6. Plastic Water Bottles Use Up A Lot Of Energy & Water

National Geographic reports that if we take into consideration the energy needed to produce, transport and dispose of plastic water bottles in the U.S., between 15 and 17 million barrels of oil (which is enough to fuel over 100,000 cars for a year) are used every year in order to meet the demands of consumers. When compared to tap water, producing bottled water, from the start to finish, utilizes about 2,000 times the energy necessary for producing tap water.
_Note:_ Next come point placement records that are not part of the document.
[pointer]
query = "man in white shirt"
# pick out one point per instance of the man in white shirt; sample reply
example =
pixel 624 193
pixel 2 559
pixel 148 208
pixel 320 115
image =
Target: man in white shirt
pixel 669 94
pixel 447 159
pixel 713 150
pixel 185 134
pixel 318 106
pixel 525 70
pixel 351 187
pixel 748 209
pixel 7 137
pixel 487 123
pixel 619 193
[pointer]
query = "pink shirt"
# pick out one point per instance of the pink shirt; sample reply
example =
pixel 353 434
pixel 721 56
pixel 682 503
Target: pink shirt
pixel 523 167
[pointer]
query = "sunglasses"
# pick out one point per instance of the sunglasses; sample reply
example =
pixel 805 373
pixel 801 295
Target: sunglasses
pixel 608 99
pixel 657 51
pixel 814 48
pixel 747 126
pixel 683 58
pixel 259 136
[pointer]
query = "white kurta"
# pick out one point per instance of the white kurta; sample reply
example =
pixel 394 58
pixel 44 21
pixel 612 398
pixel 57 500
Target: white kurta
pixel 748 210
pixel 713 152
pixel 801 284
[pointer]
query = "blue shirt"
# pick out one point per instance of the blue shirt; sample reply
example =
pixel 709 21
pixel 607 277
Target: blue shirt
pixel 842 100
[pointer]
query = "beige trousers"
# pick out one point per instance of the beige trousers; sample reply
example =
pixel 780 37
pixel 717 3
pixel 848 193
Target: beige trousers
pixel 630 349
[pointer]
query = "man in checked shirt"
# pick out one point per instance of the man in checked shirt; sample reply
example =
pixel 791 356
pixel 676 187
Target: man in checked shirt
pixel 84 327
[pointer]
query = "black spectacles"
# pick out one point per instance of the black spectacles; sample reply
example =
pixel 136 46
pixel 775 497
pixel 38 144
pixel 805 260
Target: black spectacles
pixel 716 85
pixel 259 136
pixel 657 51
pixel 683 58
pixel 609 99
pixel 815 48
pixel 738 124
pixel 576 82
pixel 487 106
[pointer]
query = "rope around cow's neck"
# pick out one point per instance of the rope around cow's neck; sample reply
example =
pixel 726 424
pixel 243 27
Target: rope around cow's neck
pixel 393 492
Plus, to make plastic requires water. Which means every time you’re making a plastic bottle to hold water, you’re using more than the water inside of it to produce it. It takes lots of water to make a water bottle, much more than the bottle itself can hold. In fact, NPR estimated that it may take six to seven bottles worth of water just to make that container.

Making The Change

While making the change from bottled water to tap may seem daunting if you’ve been used to it for years, or even decades, consider that when you give up this habit, you’ll save money, live healthier and help our precious planet while joining a movement for global sustainability. Plus, it’s actually quite simple. Okay, so you’ll probably need to go out and buy a reusable bottle, and then you’ll have to remember to bring it with you, but it won’t be long before it’s just as natural as grabbing your keys. While it may come with a short transition period, isn’t that worth saving your hard earned dollars and protecting our planet?

When you buy your new reusable water bottle, look for something that’s stainless steel, or at a minimum, BPA-free – like these on Amazon. Get something that’s really fun that will show off your personality – after all, you’ll be making back the money you invested in no time. You may also want to get an in-sink filtration for your home, or another type of filtering system for your tap water – then, you can use that filtered water to fill your new bottle up.